Industries all over the world are widely adopting AI technologies and the insurance industry has a bit of catching up to do. However, there is one area of insurance where AI has made a massive impact, and that is insurance claims settlement. I went as a speaker at the Pune Data Conference 2019 where a bunch of us from various companies gathered to exchange ideas and experiences about the way AI’s application is growing in insurance and how to handle this technological revolution.
Here are a few points that I discussed at the conference. I opened by discussing the challenges claims processing, most of which you may already be aware of:
- Claims settlement is a time-consuming process due to the various levels of authentication and verification required before the claims payment can be released.
- Claims processing is error-prone, mainly due to the human factor.
- The cost of settling claims is upwards of 30% of the revenue of an insurance company.
- Insurance fraud is a stark reality, and the insurers and their customers lose billions of dollars to it every year. The current estimate is at USD 40 billion for non-health insurance.
- Customer dissatisfaction is a direct result of an inefficient claims settlement process. Add to this the cost of fraud that raises premiums, and you have customers ready to add to the churn.
- With data getting digitized, the threat to the security of customer data also increased. Every day, insurance companies fend off an increasing level of cyberattacks. Protecting sensitive customer data and information is critical and also expensive.
How AI can Help Mitigate the Challenges
- AI solutions can fast track claims by efficiently segmenting them to enable quick and accurate claims settlement and reduce claim adjustment expenses.
- By evaluating various data parameters, it is possible to detect an anomaly in claims on the basis of customer behavior and reduce fraud.
- Getting the right adjuster assigned to a particular claim is critical for settling it with the correct payout promptly.
- Insurers can also use AI solutions to predict the subrogation potential of a claim.
- As customer churn is a huge challenge for the industry, using AI for assessing customer behavior and use it to reduce the churn rate.
How We Developed the AI Models to Tackle Different Use Cases
We determined that a sprint-based plan was most suitable for AI Model build and validation. Typical sprints for each use case looks like below:
A Typical Sprint
From here, I dove deeper into explaining how they worked towards managing the biggest challenge in training neural networks – feature selection. It is imperative for a neural network to know and understand which data points it needs to consider and which are irrelevant.
By using a systematic data profiling program, we were able to bring down 10000+ data points to 100+ relevant ones.
I discussed the series of experiments we did to find out the best way to train the neural networks which included working with CNN, RNN (LSTM & GRU), Transformer, Attention, ELMo, BERT, and Word Embeddings for unstructured text and language modeling.
As the discussion moved towards machine learning, it became obvious that looking into the AI black box is also becoming important. The end-users of AI technology are increasingly looking to understand exactly how an algorithm reaches a conclusion. This understanding is necessary to ensure that the neural network is getting trained properly and is using the correct parameters and relevant data points. I demonstrated how one could look into the model learnings during training using TensorBoard and other model visualization tools.

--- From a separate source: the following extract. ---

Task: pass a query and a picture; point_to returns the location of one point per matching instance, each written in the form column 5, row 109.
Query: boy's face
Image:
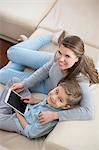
column 57, row 98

From here, the challenge of unstructured data took center stage, and I was able to demonstrate the results that we have been able to garner by using deep learning models. In claims settlement, much information is recorded as unstructured data, such as photographs of the damaged vehicle, incident reports and receipts, emails between various parties, and most importantly, notes written by the adjuster in shorthand.
We further explored attention-based models and their significance in an interactive session. The point that emerged was that designing a proper multi-headed self-attention mechanism is one of the most effective methods of training sequence-based models. It also helps us with our unstructured data points.
We also went over the latest trends in the NLP overview. Ideas about applying Transfer Learning in NLP models were discussed, along with its past limitations that can now be overcome. The latest research coming out of Google and OpenAI in Deep Learning space was also a hot topic of discussion.
AI is slated to play a critical role in automation and improvement of daily insurer operations involving image and text processing. If it can be successfully demonstrated that an AI model can offer massive benefits to insurers such as reducing current costs, improving outcomes and thereby reducing future costs, and keeping their customers happy, the insurance industry may be more inclined to adopt the technology, even though it is a highly risk-averse industry.